I get the vast majority of my gaming news directly from this news page and website, and I rarely, if ever, get it anywhere else.  I also read it every single day.  The only thing that I would change about it is splitting the card games off from the boardgaming news section, as not only do I not consider CCGs to be boardgames, but I also don't play any of them whereas I DO play boardgames.  If there was a CCG section I could just skip it entirely and read the boardgame section.


----------



## EtanMoonstar

One of my daily must-reads--as others have mentioned, this site has built up a lot of trust. I've really appreciated the recent addition of boardgaming news, btw (that, D&D news, and general rpg news are what I tend to read).


----------



## archastrel

Yes, please continue, this site is on my daily reading list.


----------



## Silver Griffin

I check the page every day.  It gives me a feel for what I want to look into more.


----------



## freyar

I read through it pretty much every day, like the other commenters.


----------



## Rhianni32

I'm one of the silent members. Don't really comment in forums and just read over the site. I really like the front news page and get a lot of use out of it.


----------



## NorthernPlague

I returned to D&D this past year after 25 years away and this news feed has been very helpful for me to follow the genre/market. Thank you.


----------



## PeelSeel2

One of the main attractions for me.  The forums are secondary.


----------



## rokeca

I come to this page every day for the news.Thanks to your efforts, I am exposed to new games and reviews and information that I wouldn't have discovered otherwise. Your work upgrading the news page is fantastic - the quality of news aggregation is the best I can recall (and I've been visiting this site for probably a decade). Visiting the page is something I look forward to each morning!


----------



## jacktannery

I read the D&D. Paizo and EN world sections of the news about once a week. I find it useful and would be sad to see it gone.


----------



## Shieldhaven

The news page is by far and away the most important part of the site for me, and I at least skim all sections.

Keep up the great work!
Haven


----------



## Gilladian

As many have said, I'm not a big facebook or twitter user; this is where I get my daily dose of gamer news. I don't read every bit of it every day, but I do skim it and follow up on articles that intrigue me.


----------



## Scotley

I do read the news most days. I'd read more often if I had more time. I don't go anywhere else for my gaming news. I hit Pazio's or Wizard's sites perhaps once for every 10 times I come to the main page here. I spend most of my time here on pbp gaming, but I do follow the news. My main interest is Pathfinder or D&D. I didn't fight in the edition wars and love all things D&D. I am also interested in 3rd party stuff, but not so much other games. Again mostly because of time constraints. I'm not on Facebook specifically because of the time factor. I usually only hit the twitter feed when I discover ENWorld is down. I like the columns, coming soon links and the Pretty Darn Fun stuff as well. I really like the recent activity widget for letting me see what people are talking about quickly. That damn time thing again. Keep up the good work. My one request beyond the news page is to get the dice roller back for play by posters!


----------



## Ramaster

It would be a pity to lose the news page, I check it out at least twice a day, and really miss it every time it's skipped. It helps me get a bunch of information without having to follow 20+ people/companies on facebook, tweeter, etc. I appreciate the effort that is put into it.


----------



## stevelabny

Get my RPG (and occasionally other geek news) from ENWorld, my board game news from BoardGameGeek (not that I'm against the coverage here, but its not as complete),  get comic book news from comic book sites, get Game of Thrones news from winteriscoming.  It keeps me from having to go to a "geek-catchall" page like IGN or something, where they will pick and choose which mainstream projects deserve mention. 

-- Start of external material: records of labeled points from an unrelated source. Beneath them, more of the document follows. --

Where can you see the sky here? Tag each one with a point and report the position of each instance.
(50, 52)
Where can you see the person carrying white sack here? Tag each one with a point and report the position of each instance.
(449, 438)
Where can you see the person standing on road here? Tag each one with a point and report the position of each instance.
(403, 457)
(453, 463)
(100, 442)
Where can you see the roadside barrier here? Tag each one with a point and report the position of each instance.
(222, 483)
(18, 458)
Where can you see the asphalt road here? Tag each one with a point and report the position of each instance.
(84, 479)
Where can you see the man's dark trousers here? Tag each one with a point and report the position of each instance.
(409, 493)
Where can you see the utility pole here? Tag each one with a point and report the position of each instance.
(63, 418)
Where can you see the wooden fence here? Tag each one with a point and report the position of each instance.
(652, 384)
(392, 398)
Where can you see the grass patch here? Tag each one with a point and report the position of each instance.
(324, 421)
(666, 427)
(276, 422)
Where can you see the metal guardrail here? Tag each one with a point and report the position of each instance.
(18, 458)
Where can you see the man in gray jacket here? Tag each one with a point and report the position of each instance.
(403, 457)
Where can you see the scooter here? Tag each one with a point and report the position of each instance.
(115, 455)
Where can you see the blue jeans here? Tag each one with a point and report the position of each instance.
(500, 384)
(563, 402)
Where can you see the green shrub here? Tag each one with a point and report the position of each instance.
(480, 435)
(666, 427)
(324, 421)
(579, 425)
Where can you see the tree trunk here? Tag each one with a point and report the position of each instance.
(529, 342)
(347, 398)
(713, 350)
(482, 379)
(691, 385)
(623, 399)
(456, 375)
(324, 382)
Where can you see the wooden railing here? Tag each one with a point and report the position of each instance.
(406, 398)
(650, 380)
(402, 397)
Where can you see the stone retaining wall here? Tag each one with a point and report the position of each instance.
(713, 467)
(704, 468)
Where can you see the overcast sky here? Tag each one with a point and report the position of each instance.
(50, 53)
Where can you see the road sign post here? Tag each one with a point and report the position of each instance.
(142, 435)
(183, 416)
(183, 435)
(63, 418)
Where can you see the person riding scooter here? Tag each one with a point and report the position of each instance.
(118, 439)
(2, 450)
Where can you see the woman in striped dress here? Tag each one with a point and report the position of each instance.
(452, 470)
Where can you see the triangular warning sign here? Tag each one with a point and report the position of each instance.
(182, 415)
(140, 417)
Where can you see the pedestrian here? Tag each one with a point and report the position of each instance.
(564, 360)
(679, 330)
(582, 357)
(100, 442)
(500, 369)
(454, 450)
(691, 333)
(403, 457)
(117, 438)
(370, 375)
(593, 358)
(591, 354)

Big sites have big cracks that little products and projects fall through.


----------



## MadAxe

Like many others I read the news page almost every day, sometimes checking it two or three times. I almost always find at least one article of interest to click through to, and even the summaries are often informative enough for me. Keep it up!


----------



## SkidAce

I scan it daily and dig deeper into the interesting articles before heading to the forums.


----------



## scruffygrognard

At this point the news page is the only page I use on ENWorld, since I've lost most of my interest in D&D... but still like keeping up with what's new.


----------



## GhostShip Blue

I confess - it's the landing page. I occasionally scan it before I move on to the Forums. Now, when something catches my eye, I do read it, but most often I click by. I suck, I know.


----------



## Smoss

The front page is often the ONLY page I use. Sometimes I check the forums, but since I care more about general RPG stuff going on, the news is what is important. Having left D&D and other commercial systems behind for my own system makes me an odd reader I guess.  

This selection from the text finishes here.